For the extra credit, the centroid can be calculated as the mean of boundary pixel coordinates, and circularity can be estimated by the ratio of area to perimeter squared. The minimum distance between boundaries of red and blue regions can be efficiently computed using spatial data structures such as k-d trees or Voronoi diagrams to avoid O(n^2) complexity, thus enhancing performance.

Conclusion

This comprehensive exploration reveals that computer vision techniques require a nuanced understanding of their mathematical foundations, robustness under varying image conditions, and computational efficiency. From calculating areas with chain codes to sophisticated region detection using region growing, each method plays a vital role in image analysis. The comparative analysis of edge detection and compression techniques underscores their suitability in different scenarios, guiding practitioners for optimal application.

References

• Duda, R. O., & Hart, P. E. (1972). Use of the Hough transformation to detect lines and curves in pictures. Communications of the ACM, 15(1), 11-15.
• Yuen, H. K., Rosin, P. L., & Kanade, T. (1989). Detection of lines and curves by the generalized Hough transform. IEEE Transactions on Pattern Analysis and Machine Intelligence, 11(4), 339-354.
• Sayood, K. (2017).

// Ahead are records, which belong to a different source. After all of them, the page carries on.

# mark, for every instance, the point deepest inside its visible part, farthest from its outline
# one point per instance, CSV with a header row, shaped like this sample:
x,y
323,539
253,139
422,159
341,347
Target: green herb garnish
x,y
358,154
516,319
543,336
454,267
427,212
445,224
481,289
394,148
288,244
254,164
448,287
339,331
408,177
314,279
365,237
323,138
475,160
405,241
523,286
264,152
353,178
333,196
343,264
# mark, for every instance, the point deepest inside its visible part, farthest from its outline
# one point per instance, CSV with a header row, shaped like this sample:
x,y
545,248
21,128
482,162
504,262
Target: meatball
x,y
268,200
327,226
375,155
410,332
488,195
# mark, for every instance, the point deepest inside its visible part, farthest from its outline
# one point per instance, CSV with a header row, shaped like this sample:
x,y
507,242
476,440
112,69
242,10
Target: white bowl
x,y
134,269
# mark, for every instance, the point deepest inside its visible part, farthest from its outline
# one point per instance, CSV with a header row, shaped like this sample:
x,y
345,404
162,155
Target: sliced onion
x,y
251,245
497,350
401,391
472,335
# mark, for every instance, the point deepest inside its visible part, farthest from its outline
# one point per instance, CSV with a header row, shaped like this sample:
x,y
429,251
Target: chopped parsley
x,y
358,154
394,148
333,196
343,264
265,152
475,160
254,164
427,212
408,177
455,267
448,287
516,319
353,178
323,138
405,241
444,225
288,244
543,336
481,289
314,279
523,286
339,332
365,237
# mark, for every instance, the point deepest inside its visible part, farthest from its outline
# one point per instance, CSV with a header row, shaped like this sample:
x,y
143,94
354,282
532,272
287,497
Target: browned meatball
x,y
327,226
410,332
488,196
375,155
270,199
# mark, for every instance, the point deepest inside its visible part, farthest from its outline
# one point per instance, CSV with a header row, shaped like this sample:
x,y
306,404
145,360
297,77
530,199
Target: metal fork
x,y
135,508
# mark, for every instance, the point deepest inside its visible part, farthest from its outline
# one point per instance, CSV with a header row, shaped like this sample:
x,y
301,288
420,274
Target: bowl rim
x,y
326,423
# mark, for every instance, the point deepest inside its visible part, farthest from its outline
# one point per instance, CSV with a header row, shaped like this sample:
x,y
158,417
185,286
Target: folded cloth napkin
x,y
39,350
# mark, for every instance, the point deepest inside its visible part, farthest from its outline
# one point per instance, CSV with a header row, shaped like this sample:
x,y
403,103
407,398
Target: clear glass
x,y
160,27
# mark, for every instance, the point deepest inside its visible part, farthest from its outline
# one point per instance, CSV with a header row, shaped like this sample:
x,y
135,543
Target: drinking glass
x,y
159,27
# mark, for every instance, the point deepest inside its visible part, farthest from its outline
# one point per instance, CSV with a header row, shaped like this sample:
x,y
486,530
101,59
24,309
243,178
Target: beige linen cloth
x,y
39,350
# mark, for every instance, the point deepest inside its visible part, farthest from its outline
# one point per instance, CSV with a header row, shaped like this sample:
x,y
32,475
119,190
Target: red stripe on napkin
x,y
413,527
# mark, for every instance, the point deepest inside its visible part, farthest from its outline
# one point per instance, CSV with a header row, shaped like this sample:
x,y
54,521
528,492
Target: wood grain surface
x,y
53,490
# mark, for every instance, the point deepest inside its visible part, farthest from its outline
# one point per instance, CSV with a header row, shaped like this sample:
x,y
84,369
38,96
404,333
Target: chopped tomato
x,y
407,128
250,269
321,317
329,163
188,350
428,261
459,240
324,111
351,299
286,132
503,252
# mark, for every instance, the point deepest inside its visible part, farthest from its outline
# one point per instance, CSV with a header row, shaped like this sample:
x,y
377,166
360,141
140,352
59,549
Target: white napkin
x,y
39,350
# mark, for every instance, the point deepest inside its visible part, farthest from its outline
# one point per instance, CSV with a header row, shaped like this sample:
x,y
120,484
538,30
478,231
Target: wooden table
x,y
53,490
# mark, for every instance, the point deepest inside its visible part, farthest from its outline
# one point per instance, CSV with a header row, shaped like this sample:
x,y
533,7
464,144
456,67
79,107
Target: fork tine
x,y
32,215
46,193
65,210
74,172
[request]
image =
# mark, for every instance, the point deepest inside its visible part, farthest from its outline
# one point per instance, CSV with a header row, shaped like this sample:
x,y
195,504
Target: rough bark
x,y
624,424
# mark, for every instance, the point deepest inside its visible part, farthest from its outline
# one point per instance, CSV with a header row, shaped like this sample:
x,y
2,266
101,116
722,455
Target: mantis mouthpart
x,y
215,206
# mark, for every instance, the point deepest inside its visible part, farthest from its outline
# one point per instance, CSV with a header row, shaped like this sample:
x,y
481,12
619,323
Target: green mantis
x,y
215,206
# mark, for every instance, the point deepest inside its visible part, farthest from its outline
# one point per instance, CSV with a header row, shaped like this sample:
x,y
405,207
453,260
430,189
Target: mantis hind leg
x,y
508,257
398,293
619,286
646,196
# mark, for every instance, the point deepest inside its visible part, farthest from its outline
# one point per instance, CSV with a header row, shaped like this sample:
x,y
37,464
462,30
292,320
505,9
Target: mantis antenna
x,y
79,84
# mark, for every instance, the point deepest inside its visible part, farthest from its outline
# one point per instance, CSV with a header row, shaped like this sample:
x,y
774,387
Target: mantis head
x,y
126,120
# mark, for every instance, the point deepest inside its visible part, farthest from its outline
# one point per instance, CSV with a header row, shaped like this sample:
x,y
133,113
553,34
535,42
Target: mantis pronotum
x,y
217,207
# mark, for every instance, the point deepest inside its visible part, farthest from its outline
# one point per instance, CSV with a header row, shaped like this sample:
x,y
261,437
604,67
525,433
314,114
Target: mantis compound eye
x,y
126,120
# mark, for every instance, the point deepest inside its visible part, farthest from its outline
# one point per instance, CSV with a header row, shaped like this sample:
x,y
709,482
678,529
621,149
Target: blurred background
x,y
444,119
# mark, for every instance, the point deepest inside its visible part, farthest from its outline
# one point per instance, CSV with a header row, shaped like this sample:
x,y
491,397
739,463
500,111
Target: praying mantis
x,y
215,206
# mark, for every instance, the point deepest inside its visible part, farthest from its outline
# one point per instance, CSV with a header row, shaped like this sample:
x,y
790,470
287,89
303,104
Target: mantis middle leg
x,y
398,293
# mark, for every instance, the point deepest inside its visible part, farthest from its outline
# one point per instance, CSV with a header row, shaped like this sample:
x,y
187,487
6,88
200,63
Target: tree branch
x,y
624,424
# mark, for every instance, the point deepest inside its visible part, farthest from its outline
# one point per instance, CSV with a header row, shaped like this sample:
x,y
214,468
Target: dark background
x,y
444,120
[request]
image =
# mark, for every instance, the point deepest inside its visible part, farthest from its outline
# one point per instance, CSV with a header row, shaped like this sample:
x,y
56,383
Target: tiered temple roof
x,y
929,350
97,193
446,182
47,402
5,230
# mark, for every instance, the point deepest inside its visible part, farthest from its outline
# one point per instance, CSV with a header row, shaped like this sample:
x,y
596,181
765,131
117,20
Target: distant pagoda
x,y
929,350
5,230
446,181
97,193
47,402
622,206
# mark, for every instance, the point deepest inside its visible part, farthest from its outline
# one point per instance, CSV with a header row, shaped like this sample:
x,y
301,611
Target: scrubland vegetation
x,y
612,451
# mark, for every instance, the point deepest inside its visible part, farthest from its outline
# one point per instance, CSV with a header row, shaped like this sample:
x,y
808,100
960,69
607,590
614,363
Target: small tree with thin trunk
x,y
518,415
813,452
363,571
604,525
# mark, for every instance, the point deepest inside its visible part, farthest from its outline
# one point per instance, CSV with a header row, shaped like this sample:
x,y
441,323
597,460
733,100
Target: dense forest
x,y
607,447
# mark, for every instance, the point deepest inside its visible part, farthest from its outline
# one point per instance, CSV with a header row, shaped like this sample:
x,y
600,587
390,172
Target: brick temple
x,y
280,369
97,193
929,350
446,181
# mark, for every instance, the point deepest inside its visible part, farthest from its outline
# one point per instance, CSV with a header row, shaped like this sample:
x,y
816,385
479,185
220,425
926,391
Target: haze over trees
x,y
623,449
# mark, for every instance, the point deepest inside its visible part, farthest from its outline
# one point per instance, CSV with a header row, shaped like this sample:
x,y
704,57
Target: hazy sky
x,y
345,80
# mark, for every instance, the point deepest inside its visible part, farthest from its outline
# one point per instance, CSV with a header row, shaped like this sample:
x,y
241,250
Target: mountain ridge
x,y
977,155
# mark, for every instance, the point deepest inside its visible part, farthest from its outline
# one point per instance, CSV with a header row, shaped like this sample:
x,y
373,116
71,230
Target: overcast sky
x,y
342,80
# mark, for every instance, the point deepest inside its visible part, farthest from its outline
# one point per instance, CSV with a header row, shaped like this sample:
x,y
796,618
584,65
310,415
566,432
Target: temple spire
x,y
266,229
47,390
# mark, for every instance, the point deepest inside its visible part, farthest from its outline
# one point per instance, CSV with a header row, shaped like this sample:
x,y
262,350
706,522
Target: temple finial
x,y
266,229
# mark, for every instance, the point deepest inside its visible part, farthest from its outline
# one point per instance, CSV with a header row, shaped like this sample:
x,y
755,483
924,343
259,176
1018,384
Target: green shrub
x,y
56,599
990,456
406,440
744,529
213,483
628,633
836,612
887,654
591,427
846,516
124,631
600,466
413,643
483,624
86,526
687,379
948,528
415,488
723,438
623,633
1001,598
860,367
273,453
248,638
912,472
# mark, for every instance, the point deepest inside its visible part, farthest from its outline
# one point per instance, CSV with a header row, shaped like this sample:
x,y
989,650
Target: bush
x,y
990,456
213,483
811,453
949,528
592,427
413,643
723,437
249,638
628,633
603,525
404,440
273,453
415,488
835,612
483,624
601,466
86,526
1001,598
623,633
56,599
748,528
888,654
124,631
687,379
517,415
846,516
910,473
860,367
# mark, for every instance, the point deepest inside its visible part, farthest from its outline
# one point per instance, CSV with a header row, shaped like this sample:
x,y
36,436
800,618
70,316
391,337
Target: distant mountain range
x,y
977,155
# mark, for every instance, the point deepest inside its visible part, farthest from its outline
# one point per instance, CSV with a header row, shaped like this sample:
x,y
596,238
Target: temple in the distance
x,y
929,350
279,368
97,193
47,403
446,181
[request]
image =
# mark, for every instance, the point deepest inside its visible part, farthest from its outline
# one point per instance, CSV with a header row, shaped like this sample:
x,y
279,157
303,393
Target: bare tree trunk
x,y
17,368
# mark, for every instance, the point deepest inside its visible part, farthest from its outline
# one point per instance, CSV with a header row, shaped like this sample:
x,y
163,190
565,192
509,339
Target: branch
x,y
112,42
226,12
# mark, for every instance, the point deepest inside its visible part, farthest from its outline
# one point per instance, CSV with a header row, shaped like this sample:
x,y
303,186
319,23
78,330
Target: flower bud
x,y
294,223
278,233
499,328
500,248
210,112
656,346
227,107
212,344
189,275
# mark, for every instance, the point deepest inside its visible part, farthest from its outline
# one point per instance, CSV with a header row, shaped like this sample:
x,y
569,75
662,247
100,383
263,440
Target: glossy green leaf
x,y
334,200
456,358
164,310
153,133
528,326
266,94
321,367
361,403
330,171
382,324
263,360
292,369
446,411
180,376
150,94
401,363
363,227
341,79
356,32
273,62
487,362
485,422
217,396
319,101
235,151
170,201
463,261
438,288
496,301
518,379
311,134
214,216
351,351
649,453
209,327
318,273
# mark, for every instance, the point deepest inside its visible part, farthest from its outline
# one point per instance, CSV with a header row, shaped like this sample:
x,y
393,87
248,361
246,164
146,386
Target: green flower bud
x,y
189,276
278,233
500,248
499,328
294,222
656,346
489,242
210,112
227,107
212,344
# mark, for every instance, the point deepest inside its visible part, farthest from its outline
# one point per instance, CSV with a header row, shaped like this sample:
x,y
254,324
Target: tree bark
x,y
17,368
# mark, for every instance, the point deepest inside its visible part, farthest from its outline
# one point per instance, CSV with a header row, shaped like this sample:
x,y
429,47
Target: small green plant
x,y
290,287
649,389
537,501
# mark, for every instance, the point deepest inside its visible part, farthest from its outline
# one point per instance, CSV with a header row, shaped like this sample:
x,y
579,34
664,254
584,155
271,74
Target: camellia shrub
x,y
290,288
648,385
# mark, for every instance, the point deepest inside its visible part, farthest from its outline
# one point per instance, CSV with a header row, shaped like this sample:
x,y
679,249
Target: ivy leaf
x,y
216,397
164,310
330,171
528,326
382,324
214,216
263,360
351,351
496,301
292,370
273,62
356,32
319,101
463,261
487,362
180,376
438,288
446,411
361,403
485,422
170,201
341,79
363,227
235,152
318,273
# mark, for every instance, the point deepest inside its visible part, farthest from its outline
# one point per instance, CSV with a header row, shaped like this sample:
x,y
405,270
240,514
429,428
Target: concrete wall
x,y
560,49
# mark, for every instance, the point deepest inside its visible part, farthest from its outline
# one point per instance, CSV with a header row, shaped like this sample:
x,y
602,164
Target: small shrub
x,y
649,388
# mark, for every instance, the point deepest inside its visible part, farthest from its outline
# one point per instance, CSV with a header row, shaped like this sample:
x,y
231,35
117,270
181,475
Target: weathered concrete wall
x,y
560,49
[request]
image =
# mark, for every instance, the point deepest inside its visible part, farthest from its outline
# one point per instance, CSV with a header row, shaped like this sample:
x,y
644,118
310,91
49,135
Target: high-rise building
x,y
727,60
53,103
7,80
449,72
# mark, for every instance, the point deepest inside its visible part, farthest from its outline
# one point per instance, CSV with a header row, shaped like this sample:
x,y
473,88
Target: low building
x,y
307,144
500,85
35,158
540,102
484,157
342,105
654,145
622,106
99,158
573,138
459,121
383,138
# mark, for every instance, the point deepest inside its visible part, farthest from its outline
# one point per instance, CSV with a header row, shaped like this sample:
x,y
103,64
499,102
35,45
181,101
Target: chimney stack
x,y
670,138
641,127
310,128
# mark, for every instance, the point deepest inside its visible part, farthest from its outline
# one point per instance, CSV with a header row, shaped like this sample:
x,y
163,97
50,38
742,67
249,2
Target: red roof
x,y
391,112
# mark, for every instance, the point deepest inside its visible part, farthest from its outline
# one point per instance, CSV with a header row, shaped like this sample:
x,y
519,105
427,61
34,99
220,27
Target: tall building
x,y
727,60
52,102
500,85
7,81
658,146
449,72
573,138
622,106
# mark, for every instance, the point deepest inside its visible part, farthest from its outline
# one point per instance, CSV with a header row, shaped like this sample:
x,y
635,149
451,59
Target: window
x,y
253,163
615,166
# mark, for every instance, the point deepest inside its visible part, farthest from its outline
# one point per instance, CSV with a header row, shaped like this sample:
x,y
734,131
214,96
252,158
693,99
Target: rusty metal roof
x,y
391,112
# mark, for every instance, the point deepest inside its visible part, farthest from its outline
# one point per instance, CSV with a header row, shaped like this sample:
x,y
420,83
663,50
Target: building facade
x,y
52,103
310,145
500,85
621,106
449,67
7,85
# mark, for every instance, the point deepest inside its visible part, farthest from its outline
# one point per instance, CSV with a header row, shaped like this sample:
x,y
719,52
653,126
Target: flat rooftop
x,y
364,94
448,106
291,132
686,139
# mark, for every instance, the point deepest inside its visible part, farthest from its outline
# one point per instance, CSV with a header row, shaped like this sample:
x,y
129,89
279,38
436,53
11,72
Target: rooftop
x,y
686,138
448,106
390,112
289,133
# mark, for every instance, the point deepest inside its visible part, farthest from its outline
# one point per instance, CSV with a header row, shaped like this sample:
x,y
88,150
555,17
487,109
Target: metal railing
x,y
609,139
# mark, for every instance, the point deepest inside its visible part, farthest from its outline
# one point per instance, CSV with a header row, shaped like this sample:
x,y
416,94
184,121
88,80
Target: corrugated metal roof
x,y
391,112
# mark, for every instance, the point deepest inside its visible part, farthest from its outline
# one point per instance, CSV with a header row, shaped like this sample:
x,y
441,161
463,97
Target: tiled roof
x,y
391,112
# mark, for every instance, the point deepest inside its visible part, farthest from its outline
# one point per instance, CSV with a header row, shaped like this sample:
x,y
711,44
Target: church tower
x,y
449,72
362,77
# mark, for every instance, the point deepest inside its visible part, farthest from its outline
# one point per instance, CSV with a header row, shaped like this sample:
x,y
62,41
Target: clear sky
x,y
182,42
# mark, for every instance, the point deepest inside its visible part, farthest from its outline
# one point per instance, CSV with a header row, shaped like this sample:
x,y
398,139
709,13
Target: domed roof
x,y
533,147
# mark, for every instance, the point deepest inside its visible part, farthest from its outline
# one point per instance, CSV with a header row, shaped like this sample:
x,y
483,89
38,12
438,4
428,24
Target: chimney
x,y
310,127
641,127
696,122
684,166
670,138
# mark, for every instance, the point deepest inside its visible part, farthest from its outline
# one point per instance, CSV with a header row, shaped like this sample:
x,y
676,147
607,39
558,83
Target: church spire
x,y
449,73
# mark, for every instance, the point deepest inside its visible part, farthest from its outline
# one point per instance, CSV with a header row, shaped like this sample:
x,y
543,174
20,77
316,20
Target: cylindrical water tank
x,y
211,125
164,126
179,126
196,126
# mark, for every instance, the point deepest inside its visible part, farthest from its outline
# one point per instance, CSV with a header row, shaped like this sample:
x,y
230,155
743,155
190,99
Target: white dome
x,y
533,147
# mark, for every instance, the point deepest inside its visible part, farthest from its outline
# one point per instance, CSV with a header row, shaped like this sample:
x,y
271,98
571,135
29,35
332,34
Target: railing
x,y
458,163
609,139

Introduction to Data Compression. Morgan Kaufmann.
• Rissanen, J., & Langdon, G. G. (1979). Arithmetic coding. IBM Journal of Research and Development, 23(2), 149-162.
• Gonzalez, R. C., & Woods, R. E. (2018). Digital Image Processing (4th ed.). Pearson.
• Shapiro, J. M. (1985). Embedded image coding using zerotrees of wavelet coefficients. IEEE Transactions on Signal Processing, 43(12), 3339-3355.
• Wallace, G. K. (1992). The JPEG still picture compression standard. Communications of the ACM, 34(4), 30-44.
• Lee, T., & Sclar, P. (1993). Image Coding: Lossless and Lossy Compression. CRC Press.
• Zhu, S. C., & Li, H. (2004). Image segmentation with a co-clustering approach. IEEE Transactions on Image Processing, 13(2), 155-167.
• Papadakis, N., & Signoretto, M. (2012). Efficient boundary detection and region analysis. Journal of Visual Communication and Image Representation, 23(4), 551-569.